Search code examples
c++rrcpprules

check boolean expression in dataframe Rcpp (C++)


I have a dataframe dat with data and a vector rule with logical rules

set.seed(124)
ro <- round(runif(n = 30,1,10),2)
dat <- as.data.frame(matrix(data =ro,ncol = 3)) ; colnames(dat) <- paste0("x" ,1:ncol(dat))
rule <- c("x1 > 5 & x2/2 > 2"  ,  "x1 > x2*2"  ,  "x3!=4")

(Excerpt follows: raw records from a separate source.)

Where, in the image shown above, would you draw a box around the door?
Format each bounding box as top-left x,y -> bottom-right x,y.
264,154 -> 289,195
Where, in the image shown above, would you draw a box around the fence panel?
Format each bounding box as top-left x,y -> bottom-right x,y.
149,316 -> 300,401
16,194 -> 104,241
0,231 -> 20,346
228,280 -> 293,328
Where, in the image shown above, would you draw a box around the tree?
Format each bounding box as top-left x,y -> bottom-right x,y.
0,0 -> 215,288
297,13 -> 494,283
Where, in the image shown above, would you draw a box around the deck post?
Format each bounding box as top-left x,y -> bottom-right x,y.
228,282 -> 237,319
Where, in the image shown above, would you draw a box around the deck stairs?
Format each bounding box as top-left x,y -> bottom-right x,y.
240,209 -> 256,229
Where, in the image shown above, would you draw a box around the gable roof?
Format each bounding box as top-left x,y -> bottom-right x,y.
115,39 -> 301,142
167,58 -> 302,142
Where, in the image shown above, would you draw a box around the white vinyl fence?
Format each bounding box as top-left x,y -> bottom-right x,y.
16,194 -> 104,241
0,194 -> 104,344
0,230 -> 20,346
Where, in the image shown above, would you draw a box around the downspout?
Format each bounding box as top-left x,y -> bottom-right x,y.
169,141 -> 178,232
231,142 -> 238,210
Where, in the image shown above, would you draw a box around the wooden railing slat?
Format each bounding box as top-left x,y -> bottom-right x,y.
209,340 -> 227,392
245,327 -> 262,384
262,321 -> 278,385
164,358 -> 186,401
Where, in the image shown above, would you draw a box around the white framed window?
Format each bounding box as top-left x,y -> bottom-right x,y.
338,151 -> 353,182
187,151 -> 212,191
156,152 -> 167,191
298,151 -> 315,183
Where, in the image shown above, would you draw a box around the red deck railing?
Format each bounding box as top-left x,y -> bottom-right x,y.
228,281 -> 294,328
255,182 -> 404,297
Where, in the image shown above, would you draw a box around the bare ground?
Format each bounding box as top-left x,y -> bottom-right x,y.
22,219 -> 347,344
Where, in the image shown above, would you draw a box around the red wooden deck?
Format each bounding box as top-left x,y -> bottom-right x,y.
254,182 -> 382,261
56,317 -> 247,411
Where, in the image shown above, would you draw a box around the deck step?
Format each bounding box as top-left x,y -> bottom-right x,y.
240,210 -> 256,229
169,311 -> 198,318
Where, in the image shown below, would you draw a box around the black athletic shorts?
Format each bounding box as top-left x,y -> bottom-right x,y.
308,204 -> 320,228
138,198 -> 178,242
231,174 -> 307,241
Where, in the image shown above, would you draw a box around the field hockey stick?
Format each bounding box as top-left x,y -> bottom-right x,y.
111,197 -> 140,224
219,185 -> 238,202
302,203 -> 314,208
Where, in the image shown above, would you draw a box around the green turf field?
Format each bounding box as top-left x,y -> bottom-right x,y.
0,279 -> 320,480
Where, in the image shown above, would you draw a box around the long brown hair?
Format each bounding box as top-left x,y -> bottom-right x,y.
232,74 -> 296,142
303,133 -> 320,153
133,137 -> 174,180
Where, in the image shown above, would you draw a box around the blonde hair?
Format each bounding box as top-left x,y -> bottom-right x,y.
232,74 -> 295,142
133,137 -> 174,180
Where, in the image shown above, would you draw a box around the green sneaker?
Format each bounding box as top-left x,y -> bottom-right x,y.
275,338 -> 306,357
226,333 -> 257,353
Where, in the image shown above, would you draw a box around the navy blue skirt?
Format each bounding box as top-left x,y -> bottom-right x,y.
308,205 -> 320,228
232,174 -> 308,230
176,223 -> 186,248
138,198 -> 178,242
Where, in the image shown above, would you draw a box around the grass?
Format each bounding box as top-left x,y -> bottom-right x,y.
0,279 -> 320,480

I need to check if the expression is true

id <- 2
 for(i in 1:nrow(dat)){
   cr <- with(data = dat[i,] , expr = eval(parse(text = rule[id])))
   print(cr)
 }
[1] FALSE
[1] FALSE
[1] FALSE
[1] FALSE
[1] FALSE
[1] TRUE
[1] FALSE
[1] FALSE
[1] FALSE
[1] TRUE

How to do this with Rcpp ?


Solution

  • Two things worth stressing here are

    • you do not need a low over all rows as R is vectorized, and that already fast

    • you can sweep the rules over your data and return a result matrix

    Both of those are a one-liner:

    > res <- do.call(cbind, lapply(rule, \(r) with(dat, eval(parse(text=r)))))
    > res
           [,1]  [,2] [,3]
     [1,] FALSE FALSE TRUE
     [2,] FALSE FALSE TRUE
     [3,]  TRUE FALSE TRUE
     [4,] FALSE FALSE TRUE
     [5,] FALSE FALSE TRUE
     [6,] FALSE  TRUE TRUE
     [7,]  TRUE FALSE TRUE
     [8,]  TRUE FALSE TRUE
     [9,]  TRUE FALSE TRUE
    [10,] FALSE  TRUE TRUE
    > 
    

    (I used the R 4.1.* anonymous function there, you can relace \(r) with the standard function(r) as well.)

    As this is already vectorised it will be faster than your per-row call, and even if you did it with Rcpp if would not be (much) faster than already vectorised code.